Many Fowlerville area residents assume that by the time they create their estate plans or die, they will not need to worry about what happens if one of their beneficiaries’ refuses their inheritance. It is not often you hear about people passing up their share of a deceased relative’s legacy, but it happens all the time. Sometimes it is not beneficial for people to inherit assets and wealth from their relatives and loved ones.
Whether you are creating or updating your estate plans, it is important for you to understand the different protections it provides. Beneficiaries must accept their inheritances before they are disbursed from a testator’s estate. When they decline them, the state disperses the gifts to the next qualified individuals in line. If there are no named secondary beneficiaries, the state will use the law of intestacy to determine the next recipients the declined gifts should pass down to. There are some situations that may make it more beneficial for them to pass up their gifts. Taxes, divorce and creditors are common reasons people say no to their inheritances.

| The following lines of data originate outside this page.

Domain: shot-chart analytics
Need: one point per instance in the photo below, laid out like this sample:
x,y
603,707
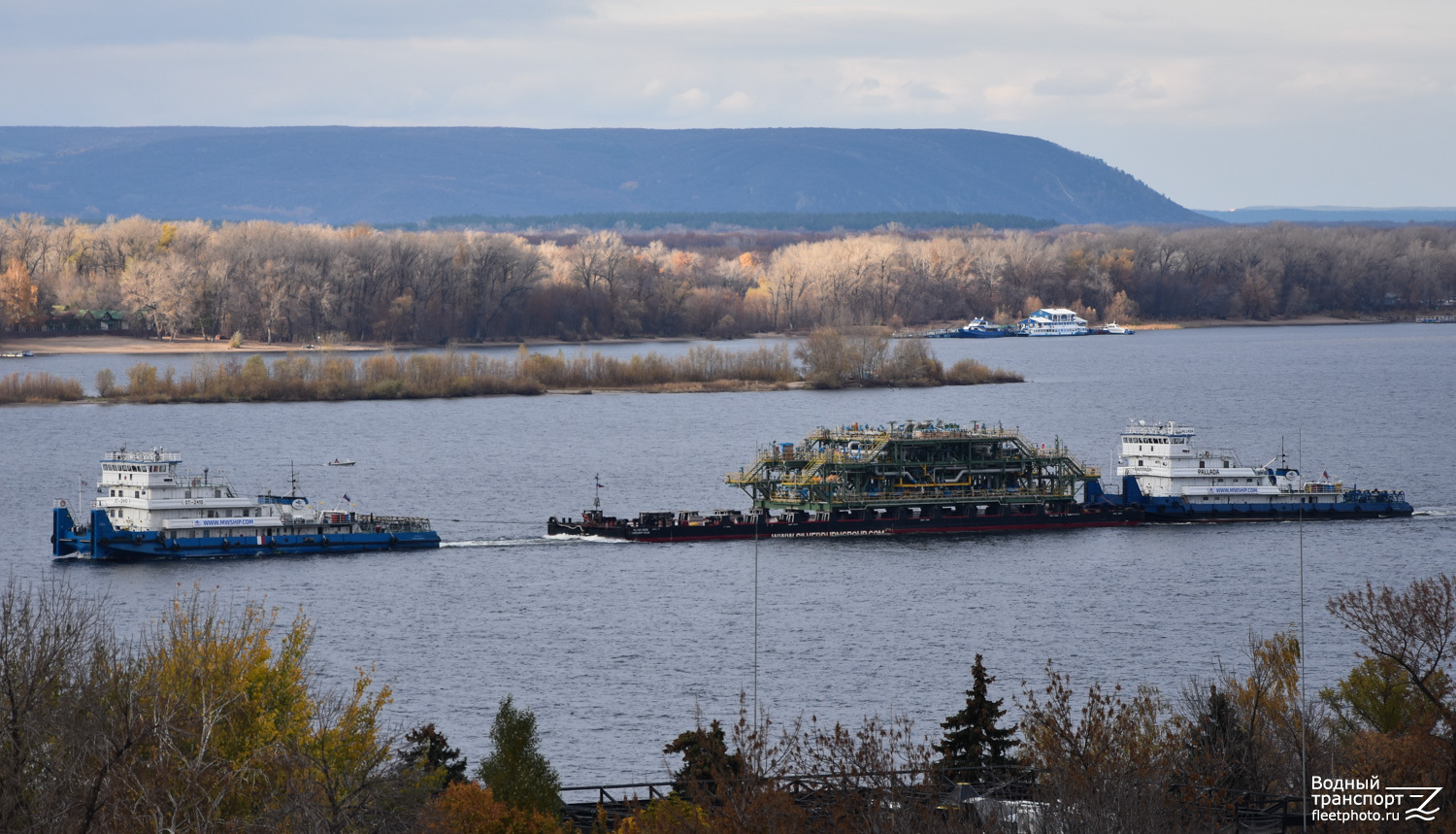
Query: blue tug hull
x,y
101,540
1360,504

According to FindLaw, beneficiaries must use complete a process to disclaim their inheritances. To successfully disclaim an inheritance, the beneficiary must do so in writing within nine months of the qualified event, not influence who it passes to, know their intent is permanent and they must not benefit from disclaiming the gift.
Before finalizing estate plans until their next review date, people should take time to consider the needs, financial habits and lifestyles of the people they want their wealth and assets to pass to before documenting them.